Professor fired

Sept. 10, 1997

Students' sexual harrassment claims reviewed

By Cindy Szelag

Staff Writer for The Baylor Lariat

Baylor fired a tenured anthropology professor last week after consideration by the tenure committee and President Robert B. Sloan, Jr.

Dr. John W. Fox, anthropology professor at Baylor since 1977 and tenured since 1984, was notified of his termination by letter last week, said Larry Brumley, associate vice president of communications. The termination was effective Friday, Brumley said.

Brumley said Baylor's tenure committee reviewed the facts at a hearing two weeks ago. After the three-day hearing, the committee presented their recommendation to Sloan, who made the final decision.

'Some people may think that President Sloan just decided to terminate Dr. Fox,' Brumley said. 'But it went through the due process as it applies to faculty.'

According to Baylor Personnel Policy 705, due process is as follows:

'A written charge shall be filed against the faculty member with the Faculty Tenure Committee, setting forth the factual basis of the cause for cancellation of tenure... Such written charge shall be filed only by...the chairperson of the department...a majority of the tenured faculty members in the department...the dean of the school or college in which the faculty member charged is employed; the Vice President for Academic Affairs or the President of the University.

'A copy of the written charge shall be sent to the faculty member charged by the chairperson of the Tenure Committee with notice that the accused must file a written answer... in not more than twenty days from receipt of the notice.

'After the receipt of the charge and answer...the Tenure Committee shall review the charge and answer and decide whether there is probable cause to cancel tenure of the accused ...If the Tenure Committee decides a hearing on the charge is warranted, it shall set a date for the hearing and give written notice thereof of both the accuser and the accused. ..

'At the hearing of the person filing the charge must submit substantial evidence to prove the charge to the Tenure Committee. The accused and his/her counsel shall have the right to hear and see such evidence and to challenge same and to present evidence in answer . . .'

'After the hearing the Tenure Committee shall make findings of fact upon the charge and with such findings submit a recommendation. . . findings of fact and recommendation shall be submitted to the President of the University for review and final decision.'

The tenure committee heard arguments from both Fox's side and the Baylor position regarding sexual harassment claims made by students against Fox in early September 1996, Brumley said.

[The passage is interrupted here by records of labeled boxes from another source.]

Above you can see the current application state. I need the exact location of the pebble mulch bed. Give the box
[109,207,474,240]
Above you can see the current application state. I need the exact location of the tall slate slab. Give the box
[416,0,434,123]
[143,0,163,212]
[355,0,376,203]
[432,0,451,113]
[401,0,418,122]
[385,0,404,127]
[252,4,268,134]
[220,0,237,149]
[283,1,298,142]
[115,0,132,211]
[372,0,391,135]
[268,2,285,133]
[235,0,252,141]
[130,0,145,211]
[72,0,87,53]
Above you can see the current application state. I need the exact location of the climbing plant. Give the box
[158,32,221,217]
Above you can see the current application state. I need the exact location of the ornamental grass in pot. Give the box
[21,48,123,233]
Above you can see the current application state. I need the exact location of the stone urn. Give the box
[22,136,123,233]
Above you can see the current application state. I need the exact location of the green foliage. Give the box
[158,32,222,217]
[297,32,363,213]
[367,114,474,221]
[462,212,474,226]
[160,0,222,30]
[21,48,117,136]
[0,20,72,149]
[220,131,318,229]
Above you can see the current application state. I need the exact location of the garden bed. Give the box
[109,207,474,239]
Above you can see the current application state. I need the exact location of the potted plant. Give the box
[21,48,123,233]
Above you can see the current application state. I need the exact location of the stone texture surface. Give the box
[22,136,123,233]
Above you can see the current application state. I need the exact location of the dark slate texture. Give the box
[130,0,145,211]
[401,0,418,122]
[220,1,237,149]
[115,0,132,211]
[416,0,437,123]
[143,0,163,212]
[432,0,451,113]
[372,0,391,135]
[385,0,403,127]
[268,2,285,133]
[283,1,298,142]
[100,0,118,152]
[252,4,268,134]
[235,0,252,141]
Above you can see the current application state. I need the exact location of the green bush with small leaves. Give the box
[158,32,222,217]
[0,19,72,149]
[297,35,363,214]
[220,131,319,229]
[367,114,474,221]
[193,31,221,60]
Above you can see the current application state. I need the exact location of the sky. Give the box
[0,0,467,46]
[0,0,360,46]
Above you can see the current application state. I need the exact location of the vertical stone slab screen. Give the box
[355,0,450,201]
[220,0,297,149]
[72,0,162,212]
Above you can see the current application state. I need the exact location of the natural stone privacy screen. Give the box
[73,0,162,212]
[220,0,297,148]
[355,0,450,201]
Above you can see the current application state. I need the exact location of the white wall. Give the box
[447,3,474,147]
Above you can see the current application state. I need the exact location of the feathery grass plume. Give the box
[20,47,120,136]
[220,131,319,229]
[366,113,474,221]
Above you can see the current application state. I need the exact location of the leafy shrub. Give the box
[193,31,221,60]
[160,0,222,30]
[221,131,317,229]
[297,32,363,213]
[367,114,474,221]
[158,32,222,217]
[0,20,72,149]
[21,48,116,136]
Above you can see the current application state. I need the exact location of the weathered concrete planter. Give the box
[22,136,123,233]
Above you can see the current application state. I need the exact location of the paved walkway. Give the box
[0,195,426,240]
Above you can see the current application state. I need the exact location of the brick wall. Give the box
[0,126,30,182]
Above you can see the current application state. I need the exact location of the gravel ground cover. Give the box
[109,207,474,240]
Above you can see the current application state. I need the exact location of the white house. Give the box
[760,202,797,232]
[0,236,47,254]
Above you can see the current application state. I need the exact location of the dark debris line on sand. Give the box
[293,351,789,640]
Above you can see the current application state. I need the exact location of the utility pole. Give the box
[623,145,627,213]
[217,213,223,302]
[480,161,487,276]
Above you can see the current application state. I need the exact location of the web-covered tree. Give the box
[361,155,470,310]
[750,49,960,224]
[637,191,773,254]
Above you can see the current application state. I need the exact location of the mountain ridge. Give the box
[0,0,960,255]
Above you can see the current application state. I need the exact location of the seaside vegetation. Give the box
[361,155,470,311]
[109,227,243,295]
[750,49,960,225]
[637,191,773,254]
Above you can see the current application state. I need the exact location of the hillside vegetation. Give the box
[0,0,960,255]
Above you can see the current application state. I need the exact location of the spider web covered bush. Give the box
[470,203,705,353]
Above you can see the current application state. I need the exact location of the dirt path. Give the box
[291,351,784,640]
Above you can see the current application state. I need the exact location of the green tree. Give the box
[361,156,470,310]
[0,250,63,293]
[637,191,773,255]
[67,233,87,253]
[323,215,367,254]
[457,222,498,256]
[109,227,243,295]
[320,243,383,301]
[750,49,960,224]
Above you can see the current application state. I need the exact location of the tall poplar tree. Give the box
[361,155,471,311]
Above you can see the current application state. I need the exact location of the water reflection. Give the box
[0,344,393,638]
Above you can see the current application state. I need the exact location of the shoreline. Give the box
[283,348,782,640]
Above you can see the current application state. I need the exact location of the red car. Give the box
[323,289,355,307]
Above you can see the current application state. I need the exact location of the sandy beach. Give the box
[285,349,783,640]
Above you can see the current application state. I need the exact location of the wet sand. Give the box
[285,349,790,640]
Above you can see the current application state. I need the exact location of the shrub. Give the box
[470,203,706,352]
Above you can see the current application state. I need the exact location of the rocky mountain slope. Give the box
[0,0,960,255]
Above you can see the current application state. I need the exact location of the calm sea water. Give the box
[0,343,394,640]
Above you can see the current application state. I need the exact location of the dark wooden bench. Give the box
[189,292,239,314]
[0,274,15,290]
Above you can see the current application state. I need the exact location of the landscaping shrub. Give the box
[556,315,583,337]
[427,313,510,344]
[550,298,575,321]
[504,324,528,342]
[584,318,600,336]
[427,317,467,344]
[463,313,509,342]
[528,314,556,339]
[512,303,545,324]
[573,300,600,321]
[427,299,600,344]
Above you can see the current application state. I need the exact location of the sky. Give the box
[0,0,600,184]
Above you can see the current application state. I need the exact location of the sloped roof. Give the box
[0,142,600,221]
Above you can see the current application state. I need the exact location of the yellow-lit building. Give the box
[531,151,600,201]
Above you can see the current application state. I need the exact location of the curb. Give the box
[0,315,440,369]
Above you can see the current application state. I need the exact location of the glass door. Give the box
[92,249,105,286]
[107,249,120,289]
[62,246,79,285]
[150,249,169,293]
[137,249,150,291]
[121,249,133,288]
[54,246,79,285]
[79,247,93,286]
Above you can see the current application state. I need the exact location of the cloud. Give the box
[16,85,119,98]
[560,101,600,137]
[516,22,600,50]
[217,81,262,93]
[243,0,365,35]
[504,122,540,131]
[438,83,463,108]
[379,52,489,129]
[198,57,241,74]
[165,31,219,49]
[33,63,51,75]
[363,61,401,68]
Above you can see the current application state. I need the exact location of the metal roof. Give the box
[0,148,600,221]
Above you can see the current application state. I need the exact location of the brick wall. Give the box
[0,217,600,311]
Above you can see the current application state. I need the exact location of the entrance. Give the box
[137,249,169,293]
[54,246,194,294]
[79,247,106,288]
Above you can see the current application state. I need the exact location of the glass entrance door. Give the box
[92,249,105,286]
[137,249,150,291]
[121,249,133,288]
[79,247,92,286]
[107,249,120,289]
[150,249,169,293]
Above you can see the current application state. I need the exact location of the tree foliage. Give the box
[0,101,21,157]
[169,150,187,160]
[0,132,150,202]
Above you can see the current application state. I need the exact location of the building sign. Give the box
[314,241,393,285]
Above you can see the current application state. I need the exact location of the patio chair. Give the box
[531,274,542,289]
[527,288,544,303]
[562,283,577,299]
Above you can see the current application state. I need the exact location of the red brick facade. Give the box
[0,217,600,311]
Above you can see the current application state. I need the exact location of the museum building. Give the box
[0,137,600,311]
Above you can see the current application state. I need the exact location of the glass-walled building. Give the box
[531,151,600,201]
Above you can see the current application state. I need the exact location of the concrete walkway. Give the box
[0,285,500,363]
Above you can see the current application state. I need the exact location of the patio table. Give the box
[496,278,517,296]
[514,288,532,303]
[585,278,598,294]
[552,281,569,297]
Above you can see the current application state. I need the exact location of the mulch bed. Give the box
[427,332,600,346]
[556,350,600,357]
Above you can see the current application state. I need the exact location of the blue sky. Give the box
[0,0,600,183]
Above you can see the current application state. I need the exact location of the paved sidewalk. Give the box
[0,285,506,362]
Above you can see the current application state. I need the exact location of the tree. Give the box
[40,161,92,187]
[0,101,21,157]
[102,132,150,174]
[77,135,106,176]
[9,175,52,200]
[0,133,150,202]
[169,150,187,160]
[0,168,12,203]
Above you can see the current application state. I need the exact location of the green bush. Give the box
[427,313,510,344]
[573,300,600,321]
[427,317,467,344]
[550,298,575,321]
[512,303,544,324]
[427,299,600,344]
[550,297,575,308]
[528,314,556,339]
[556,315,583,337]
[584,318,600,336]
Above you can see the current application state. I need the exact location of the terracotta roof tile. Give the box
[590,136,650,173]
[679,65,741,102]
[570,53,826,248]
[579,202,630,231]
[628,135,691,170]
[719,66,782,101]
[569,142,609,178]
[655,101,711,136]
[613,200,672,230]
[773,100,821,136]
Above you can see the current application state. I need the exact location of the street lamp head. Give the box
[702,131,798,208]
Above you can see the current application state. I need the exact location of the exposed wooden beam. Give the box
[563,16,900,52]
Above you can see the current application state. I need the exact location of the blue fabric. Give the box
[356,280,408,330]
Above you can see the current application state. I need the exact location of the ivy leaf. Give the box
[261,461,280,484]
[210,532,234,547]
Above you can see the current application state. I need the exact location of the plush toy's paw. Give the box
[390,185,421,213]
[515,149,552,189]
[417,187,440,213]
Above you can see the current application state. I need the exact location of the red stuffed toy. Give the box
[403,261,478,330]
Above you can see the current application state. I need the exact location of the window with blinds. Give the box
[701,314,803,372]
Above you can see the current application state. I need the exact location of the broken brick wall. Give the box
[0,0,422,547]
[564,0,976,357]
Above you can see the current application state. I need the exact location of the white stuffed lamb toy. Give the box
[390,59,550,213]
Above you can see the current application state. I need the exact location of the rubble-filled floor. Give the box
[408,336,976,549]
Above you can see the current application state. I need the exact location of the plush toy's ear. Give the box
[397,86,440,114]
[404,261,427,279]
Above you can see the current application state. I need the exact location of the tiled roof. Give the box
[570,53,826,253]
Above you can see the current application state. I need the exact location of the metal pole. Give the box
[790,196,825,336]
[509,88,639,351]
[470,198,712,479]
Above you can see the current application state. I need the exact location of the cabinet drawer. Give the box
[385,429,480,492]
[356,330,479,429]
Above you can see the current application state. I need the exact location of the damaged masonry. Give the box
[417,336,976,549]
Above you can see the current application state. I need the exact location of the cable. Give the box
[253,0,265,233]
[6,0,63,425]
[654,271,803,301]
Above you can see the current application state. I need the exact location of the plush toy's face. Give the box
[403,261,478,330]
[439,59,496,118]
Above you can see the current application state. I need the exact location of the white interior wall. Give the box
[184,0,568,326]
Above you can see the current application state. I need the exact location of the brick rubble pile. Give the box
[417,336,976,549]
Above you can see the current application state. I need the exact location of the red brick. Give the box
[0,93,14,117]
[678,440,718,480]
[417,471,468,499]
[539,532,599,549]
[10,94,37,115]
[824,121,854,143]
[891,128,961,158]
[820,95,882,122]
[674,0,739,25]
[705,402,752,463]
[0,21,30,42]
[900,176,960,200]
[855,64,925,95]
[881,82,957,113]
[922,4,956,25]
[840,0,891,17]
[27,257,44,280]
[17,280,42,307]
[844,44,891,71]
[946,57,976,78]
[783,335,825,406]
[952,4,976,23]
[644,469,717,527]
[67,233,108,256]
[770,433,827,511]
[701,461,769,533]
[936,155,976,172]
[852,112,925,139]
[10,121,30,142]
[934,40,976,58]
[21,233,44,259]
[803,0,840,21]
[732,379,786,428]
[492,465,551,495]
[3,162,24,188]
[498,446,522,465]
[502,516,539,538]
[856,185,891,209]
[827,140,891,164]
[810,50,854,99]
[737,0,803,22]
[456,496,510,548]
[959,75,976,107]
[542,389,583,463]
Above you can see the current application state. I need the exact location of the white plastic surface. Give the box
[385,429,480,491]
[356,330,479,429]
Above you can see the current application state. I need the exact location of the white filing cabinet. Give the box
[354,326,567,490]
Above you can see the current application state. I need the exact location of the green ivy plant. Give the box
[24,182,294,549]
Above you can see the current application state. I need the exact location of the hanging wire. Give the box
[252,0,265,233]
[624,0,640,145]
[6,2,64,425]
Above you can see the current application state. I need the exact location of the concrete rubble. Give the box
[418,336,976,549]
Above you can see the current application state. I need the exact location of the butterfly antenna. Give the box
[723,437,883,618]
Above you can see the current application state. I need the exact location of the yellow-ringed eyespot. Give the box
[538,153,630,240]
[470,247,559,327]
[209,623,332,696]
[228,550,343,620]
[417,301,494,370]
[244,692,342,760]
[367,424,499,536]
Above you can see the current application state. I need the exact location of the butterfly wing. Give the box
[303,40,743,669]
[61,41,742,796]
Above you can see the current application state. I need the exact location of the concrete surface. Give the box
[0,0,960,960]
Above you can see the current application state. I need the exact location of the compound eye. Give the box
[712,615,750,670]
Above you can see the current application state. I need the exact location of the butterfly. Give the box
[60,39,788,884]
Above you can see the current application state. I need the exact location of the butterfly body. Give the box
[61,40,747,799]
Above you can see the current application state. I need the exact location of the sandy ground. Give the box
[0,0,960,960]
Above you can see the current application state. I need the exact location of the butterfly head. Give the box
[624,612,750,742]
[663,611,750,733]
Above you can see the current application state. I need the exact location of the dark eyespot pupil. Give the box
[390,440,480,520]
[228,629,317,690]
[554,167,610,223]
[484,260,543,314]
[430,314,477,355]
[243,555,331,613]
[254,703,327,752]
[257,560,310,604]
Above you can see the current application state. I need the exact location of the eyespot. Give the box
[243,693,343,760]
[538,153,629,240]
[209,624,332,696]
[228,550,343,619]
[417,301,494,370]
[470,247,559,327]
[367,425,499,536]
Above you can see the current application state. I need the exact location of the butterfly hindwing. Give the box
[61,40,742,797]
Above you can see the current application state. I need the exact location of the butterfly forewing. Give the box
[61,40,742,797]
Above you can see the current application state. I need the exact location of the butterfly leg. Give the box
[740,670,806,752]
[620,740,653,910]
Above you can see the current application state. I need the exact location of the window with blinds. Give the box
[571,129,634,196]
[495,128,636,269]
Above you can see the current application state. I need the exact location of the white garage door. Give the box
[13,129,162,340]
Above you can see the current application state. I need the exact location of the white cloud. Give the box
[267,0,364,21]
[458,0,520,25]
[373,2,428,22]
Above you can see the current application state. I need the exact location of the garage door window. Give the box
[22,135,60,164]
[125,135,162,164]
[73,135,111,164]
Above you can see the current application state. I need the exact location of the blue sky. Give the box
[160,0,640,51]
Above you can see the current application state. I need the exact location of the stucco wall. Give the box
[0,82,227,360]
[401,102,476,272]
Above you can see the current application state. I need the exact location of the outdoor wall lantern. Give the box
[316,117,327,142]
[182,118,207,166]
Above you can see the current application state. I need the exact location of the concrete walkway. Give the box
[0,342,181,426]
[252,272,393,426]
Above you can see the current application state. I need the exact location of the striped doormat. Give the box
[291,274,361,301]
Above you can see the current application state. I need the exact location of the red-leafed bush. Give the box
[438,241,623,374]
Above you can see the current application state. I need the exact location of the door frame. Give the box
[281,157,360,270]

Brumley and Madden would not comment on the specifics of the claims.

Dr. Stan Madden, vice president for university marketing, said the important thing for Baylor in any situation like this is to make sure the rights of both the students and the professors involved are protected.

'We always have to balance the rights and relationships we have between faculty members and students,' Madden said.

Madden said the process involved in investigating any claims made against students or staff always includes a hearing of peers, such as the tenure committee which is made up of faculty members.

Dr. Harold W. Osborne, chair of the sociology, social work, and anthropology department, said Fox began teaching classes at the beginning of this semester. Jaclyn Jeffrey, a full-time lecturer in the Department of Oral History and an anthropologist, has taken over his classes while the department searches for replacements, Osborne said.

Osborne would not comment on his involvement in the process of termination.

Neither Brumley nor Madden would comment on the exact reason for Fox's termination or the pending litigation involved, saying Baylor would not disclose personnel information.

According to Baylor Personnel Policy 705, a tenured faculty member may be dismissed for any of the following reasons:

'Failure to perform assigned University duties in a competent manner, Repeated failure to comply with published University policies or regulations or with specific orders of University officials, Gross abuse of trust in faculty-student relationship, Misconduct involving moral turpitude, conduct constituting a felony under state or federal law, intemperance in the use of alcoholic beverages or illicit drugs, or other conduct clearly inconsistent with the standard of conduct generally expected of a teacher in a university sponsored by Southern Baptists.'

Repeated phone calls to Fox and his attorney, LaNelle McNamara, Monday and Tuesday were not returned.